I have a potential expat opportunity in Bayan Lepas and I have an interesting situation. So here goes...

My wife and I work for the same company but for different divisions. My wife works from home and reports to our corporate headquarters based in another state while I commute to work daily. I've been approached for an expat assignment and was wondering what the legalities were invioved (if any) with my wife maintaining her current job overseas. Considering she is NOT taking a job from a local I would assume she could continue working as she is currently from home (where ever that would be). The difference being she would need to account for a much greater time zone difference.

Does anyone have any experience with this??

Thanks in advance!!


----------



## JasonPenang (Mar 14, 2010)

Hi DB,

You do have an unique "golden" opportunity as your wife is able to work from home for the Corporate Office. Think about the cost of living in Penang, and she (at least, if not both of you are) is paid in US rate, that is already worth smiling looking at your bank account.

In terms of legallity, if you're too worrid about that, I think (since you're working as expats and will have a bank account here) you may consider your wife's pay check continue to pay to her US bank account, then that will be totally transparent to Malaysia. Having said that, you may also want to consider the income tax differential between US and Malaysia, and it may make more sense for her declare in Malaysia, hence to be paid into a Malaysia bank account.

You're right, if following CA timezone, she may have to work from 11pm - 7am, and her 1st day of the week will be 11pm (Mon) - 7am (Tue) equivalent to Monday in CA, and 11pm (Fri) - 7am (Sat) equivalent to Friday in CA, OR unless she can negotiate with the Corporate Office to work overlap like 3am - 11am.

Internet or broadband access in Penang is not an issue, so technology wise should not be your concern, but since your wife will be working at different hours, you need a home office, and house should be large enough so that your sleeping time is not affected 

It's also worth to go for bigger house since your family is going to make full use (occupying) of the house 24 hours a day at home.


Regards
Jason


----------



## kishore5382 (Mar 1, 2011)

i work for a US based bank and most of my colleagues in the US work from home.

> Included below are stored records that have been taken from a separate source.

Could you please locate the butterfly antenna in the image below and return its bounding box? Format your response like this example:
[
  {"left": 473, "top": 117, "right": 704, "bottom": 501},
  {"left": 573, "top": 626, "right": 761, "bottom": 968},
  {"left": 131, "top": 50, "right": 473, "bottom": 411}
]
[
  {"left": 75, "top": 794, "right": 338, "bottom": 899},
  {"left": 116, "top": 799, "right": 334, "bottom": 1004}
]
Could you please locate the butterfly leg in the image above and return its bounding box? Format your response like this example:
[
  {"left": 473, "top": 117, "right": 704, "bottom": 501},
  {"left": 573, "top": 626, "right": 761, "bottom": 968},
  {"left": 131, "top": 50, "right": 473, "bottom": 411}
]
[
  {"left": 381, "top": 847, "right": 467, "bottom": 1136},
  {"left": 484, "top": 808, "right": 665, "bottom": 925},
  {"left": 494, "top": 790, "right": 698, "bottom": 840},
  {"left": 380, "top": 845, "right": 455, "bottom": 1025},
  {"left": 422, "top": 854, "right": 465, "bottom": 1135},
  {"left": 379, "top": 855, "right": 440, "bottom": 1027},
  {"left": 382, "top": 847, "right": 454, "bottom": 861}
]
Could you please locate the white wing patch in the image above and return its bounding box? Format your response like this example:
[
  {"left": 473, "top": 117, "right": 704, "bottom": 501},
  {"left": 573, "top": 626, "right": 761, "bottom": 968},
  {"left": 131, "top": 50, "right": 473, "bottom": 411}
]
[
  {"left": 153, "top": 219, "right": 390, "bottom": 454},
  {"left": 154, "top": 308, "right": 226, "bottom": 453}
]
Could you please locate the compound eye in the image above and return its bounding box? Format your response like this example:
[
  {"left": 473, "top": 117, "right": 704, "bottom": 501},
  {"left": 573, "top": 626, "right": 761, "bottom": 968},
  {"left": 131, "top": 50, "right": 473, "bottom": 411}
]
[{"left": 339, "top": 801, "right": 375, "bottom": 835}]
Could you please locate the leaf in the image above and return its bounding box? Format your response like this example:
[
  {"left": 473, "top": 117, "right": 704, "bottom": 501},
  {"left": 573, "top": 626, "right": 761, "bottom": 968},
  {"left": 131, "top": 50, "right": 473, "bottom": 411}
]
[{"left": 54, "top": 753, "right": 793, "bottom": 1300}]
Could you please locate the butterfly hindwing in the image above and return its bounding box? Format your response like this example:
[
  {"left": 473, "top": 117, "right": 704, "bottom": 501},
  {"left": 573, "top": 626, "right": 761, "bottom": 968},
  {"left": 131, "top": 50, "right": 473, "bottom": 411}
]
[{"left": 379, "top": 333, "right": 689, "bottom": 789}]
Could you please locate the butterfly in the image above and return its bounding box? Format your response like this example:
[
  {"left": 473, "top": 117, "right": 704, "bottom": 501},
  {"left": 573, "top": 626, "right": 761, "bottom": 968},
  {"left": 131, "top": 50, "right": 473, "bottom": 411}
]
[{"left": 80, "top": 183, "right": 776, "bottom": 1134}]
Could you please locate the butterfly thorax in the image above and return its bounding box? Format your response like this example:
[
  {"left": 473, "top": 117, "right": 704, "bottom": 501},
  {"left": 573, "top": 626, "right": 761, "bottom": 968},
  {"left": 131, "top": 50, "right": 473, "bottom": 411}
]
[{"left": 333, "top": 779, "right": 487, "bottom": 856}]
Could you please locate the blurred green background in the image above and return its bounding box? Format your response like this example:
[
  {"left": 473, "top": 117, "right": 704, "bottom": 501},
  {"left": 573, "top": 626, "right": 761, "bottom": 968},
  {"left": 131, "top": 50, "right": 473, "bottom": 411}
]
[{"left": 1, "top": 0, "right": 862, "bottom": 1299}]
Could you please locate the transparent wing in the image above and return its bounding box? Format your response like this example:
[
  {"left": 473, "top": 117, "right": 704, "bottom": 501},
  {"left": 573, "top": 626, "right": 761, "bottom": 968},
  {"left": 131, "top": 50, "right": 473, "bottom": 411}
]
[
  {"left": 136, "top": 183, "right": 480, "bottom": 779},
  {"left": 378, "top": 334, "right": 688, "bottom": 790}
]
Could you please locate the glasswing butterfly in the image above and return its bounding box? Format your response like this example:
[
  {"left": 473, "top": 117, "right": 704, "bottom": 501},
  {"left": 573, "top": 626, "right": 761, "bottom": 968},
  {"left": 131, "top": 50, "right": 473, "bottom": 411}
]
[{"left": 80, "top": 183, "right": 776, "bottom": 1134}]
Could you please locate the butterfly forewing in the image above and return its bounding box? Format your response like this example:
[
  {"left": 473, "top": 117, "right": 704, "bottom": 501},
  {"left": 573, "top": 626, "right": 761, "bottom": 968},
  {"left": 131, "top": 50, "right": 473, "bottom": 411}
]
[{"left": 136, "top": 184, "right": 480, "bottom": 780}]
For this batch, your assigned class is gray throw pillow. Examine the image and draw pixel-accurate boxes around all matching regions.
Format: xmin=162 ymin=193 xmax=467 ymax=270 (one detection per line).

Even though they work from home, there is a primary office location that is mapped to them and which is typically not their home address but an office address in the city they live in. So i have heard that it should be accurate. So for someone who is working from a xyz location should show up in their corporate directory as working from xyz location and registered as working from xyz location for all practical taxation purposes as i suppose there is some nitty-gritty involved in that. I suggest you check with your company to see if they have any restrictions of such kind. 

In terms of money, you get good money as the currency conversion rate is good. But the big minus point is the time difference which is huge & it is hard working night shifts. Good luck!!


----------